The step to obtain SiO2(s) from si(OH)4 precipitate is drying as in the reaction Eq. (3).
The Design of Experiment (DoE) is an experimental design with each defined action step, so that relevant information can be obtained for the problem for the researched. The experimental design's purpose was to obtain optimum conditions with a few experiments (Montgomery, 2013). The application of Design of Experiment (DoE) in the Optimization of the analytical parameter has some advantages, i.e. reducing the number of the experiment, reagent consumption, and working time (Rahbar et al., 2016). DoE has input and output. Inputs to the experimental design included in determining the factors and levels used. There are two types of input on the experimental design: Box-Behnken Design (BBD) and Central Composite Design (CCD).

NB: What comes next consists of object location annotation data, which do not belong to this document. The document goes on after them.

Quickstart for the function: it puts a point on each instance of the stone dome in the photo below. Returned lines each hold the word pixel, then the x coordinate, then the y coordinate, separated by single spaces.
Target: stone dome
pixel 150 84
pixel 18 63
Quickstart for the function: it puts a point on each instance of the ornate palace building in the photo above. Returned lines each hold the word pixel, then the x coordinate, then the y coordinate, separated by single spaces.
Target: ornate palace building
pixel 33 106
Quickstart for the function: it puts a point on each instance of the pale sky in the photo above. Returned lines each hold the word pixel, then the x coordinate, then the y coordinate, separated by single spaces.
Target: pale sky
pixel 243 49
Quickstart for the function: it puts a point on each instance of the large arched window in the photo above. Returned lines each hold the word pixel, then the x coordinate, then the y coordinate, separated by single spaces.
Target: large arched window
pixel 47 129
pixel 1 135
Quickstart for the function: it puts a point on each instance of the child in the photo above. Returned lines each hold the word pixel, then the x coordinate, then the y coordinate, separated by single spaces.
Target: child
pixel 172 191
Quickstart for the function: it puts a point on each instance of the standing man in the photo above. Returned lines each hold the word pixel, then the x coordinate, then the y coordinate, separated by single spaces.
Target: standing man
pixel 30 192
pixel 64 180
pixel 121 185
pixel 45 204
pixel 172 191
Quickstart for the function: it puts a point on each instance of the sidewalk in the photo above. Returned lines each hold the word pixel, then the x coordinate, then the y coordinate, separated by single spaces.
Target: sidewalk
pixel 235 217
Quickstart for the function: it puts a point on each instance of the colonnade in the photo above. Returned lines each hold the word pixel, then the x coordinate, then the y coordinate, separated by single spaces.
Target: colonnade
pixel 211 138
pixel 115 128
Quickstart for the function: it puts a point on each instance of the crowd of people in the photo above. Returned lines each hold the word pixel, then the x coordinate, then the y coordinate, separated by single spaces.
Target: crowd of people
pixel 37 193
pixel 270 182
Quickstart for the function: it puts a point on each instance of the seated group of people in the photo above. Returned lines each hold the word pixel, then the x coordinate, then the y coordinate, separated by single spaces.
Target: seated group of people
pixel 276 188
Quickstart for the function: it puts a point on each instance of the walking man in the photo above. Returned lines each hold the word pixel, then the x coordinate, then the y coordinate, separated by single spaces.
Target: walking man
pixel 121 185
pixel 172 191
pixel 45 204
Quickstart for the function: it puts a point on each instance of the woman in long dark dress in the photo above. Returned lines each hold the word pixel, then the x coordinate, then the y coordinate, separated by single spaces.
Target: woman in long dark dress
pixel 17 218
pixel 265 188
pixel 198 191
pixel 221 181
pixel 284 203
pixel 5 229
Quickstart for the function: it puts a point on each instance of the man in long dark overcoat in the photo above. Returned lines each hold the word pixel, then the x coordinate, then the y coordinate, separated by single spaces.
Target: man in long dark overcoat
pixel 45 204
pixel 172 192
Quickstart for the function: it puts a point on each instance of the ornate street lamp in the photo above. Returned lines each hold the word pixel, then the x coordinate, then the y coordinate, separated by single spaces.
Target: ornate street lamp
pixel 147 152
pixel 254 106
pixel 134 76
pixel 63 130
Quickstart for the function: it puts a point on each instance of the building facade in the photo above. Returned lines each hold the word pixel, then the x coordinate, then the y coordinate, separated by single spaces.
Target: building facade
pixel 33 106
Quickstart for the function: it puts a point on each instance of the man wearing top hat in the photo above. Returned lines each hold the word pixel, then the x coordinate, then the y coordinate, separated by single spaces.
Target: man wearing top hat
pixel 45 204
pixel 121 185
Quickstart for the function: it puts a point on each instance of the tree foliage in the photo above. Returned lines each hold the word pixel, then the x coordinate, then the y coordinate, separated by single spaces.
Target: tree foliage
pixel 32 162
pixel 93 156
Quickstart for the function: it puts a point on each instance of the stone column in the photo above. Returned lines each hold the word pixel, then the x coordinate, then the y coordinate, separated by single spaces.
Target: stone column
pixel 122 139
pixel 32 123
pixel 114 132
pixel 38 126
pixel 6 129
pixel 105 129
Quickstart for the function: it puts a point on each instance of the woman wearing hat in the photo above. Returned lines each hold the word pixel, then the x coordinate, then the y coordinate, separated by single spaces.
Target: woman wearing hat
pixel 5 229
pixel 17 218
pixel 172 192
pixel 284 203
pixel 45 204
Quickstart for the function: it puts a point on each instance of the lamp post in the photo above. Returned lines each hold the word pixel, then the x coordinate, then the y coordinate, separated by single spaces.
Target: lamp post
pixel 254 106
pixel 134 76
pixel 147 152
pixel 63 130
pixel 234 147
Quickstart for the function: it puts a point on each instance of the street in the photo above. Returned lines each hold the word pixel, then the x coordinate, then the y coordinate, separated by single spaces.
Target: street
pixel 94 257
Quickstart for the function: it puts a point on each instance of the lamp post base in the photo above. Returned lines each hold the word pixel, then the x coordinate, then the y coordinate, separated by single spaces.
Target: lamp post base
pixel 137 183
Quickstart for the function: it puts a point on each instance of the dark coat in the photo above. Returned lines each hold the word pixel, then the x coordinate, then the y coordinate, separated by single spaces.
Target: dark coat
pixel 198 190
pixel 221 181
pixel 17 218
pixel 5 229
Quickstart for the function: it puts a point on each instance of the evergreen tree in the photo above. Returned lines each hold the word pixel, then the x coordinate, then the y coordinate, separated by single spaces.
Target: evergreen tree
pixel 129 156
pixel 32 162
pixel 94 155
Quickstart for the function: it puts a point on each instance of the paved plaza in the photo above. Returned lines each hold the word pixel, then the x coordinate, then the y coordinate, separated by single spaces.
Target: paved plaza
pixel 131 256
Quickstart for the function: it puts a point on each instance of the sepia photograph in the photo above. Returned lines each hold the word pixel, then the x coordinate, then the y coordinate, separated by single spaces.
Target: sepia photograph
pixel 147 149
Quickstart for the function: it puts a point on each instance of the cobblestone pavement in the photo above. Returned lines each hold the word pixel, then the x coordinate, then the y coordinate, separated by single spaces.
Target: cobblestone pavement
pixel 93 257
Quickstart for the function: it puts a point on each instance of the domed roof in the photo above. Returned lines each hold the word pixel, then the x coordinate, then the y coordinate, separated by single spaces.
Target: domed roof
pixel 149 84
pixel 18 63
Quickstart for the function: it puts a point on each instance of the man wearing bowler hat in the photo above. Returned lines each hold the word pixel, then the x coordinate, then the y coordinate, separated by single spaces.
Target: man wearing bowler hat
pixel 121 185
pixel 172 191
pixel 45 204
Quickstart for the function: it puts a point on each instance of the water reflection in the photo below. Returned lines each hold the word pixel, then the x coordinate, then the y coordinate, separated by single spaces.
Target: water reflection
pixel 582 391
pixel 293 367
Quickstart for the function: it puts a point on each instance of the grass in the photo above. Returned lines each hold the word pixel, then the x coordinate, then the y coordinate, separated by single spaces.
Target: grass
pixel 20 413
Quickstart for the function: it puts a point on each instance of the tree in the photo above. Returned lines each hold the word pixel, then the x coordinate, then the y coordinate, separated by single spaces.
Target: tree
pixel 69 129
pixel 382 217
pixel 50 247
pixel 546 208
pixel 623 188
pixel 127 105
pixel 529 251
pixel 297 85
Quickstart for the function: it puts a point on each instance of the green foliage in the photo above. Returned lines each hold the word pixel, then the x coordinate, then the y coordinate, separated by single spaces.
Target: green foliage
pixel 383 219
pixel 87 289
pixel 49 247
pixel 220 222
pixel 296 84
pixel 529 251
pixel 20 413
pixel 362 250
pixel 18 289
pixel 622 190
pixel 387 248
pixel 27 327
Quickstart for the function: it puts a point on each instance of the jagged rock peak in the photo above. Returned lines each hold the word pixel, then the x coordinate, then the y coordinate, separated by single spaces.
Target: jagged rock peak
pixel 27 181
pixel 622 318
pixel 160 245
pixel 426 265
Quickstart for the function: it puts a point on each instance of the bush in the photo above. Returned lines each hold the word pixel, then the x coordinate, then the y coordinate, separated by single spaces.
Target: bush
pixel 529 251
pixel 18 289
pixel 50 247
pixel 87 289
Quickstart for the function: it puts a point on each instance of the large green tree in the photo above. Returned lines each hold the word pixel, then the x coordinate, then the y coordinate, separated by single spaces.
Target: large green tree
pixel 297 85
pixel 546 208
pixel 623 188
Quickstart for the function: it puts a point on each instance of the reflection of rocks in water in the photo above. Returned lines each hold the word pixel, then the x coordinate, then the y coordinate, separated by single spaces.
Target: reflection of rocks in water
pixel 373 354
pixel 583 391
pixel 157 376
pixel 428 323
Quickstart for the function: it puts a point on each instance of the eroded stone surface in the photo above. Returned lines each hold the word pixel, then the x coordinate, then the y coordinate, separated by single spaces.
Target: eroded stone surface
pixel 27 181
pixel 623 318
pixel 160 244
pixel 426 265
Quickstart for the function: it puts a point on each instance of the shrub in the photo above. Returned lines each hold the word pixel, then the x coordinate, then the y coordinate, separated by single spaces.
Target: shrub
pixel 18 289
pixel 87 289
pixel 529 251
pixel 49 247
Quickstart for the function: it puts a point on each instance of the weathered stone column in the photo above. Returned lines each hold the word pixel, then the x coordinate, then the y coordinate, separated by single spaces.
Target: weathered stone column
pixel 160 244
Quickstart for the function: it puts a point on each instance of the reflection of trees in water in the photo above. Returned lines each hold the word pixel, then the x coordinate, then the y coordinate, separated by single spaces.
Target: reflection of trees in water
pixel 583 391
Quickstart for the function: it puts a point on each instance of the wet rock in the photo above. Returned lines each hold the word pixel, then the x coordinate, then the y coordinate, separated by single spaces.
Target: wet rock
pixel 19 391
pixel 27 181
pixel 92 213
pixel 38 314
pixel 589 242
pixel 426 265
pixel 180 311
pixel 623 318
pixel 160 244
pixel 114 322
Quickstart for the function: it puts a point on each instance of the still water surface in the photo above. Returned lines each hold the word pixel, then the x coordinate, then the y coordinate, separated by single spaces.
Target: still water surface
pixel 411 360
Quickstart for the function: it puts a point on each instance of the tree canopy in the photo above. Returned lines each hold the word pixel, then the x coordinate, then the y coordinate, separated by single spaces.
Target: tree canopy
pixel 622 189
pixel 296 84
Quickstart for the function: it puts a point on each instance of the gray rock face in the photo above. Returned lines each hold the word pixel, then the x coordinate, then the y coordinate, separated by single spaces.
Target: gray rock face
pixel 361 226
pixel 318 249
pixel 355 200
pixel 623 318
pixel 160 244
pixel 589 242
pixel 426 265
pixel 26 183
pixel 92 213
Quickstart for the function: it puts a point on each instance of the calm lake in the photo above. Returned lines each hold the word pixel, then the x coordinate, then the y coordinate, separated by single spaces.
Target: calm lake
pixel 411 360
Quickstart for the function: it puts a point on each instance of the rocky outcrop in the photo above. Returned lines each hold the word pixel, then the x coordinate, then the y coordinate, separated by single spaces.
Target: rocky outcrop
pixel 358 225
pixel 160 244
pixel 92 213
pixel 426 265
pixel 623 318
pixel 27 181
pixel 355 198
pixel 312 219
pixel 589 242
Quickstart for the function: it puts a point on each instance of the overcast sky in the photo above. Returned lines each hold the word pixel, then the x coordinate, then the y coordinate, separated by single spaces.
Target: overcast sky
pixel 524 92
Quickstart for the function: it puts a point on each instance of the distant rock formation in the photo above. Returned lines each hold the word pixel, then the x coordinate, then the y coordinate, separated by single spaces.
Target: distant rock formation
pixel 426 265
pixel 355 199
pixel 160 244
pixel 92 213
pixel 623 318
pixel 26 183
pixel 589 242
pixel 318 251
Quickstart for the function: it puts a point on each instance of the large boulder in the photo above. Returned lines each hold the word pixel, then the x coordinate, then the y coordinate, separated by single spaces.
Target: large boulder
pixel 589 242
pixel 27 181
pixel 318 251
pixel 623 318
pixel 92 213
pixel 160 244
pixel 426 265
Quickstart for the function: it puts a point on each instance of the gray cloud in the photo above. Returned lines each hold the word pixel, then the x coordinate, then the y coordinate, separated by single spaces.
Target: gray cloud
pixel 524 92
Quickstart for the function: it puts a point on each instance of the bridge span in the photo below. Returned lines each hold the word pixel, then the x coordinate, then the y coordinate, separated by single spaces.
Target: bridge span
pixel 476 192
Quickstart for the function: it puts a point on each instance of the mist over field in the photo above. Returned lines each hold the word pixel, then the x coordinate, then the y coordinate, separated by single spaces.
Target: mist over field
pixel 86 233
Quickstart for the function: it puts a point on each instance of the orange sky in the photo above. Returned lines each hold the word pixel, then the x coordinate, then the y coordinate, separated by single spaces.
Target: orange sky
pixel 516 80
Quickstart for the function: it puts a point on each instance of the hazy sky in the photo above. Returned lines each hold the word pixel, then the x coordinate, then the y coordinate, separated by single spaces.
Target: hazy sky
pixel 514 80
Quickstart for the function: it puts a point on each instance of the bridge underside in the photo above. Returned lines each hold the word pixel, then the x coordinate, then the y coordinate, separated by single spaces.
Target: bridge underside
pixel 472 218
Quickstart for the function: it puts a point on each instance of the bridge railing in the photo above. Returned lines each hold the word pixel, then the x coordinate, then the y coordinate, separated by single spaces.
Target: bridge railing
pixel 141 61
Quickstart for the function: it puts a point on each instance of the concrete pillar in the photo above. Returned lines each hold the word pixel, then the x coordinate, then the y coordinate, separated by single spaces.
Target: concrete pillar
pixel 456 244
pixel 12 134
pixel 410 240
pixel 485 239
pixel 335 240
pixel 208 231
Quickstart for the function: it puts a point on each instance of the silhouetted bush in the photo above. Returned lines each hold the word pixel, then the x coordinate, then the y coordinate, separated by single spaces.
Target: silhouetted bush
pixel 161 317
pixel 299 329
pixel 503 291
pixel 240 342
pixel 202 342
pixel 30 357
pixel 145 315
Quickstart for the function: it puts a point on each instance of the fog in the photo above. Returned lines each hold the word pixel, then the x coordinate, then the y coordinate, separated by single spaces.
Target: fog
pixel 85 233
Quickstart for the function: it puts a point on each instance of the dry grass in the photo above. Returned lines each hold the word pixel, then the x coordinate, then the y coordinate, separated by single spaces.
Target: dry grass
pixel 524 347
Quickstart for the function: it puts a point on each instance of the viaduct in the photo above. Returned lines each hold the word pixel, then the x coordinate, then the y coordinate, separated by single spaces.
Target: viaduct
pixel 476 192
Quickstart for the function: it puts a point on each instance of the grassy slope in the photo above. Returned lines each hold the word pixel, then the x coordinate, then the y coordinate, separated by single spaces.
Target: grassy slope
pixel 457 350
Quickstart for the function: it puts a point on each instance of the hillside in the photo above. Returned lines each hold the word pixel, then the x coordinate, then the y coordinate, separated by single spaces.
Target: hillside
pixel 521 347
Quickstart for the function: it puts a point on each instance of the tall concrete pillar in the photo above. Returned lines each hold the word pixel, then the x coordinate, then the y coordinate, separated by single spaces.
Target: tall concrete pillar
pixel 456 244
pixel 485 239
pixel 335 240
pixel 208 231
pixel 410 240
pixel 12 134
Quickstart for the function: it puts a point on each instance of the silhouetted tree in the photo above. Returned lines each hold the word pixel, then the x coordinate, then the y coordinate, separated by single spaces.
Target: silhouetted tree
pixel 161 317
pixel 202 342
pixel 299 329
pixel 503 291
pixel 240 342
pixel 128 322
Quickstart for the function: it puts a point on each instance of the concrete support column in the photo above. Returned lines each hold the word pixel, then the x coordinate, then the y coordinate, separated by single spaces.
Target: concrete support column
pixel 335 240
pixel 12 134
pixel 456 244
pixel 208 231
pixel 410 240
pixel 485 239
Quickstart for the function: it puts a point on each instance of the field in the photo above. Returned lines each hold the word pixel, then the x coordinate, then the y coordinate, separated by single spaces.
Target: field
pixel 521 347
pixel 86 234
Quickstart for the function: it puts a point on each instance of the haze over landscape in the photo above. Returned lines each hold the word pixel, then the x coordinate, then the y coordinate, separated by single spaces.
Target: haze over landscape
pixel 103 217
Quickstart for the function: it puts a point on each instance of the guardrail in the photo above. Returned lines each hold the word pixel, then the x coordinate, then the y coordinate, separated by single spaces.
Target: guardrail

Box-Behnken Design (BBD) was one of the non-factorial experimental designs in that each experiment that involves the median value of each factor (variable). In BBD the determination of the point uses three levels, including: the upper value (+1), median value (0), and bottom value (−1). Box-Behnken Design (BBD) was applied to optimize the factors that affect the recovery of silica. The factors that were optimized were calcination temperature, mass ratio, and particle size. BBD inputs were correlated with response variables to obtain response surface curve and contour map, which can help to distinguish the optimum area, and optimum conditions (Ding et al., 2015; Mousavi et al., 2018) and estimate the significance of all terms in the polynomial equation using F-test (Zaky et al., 2008).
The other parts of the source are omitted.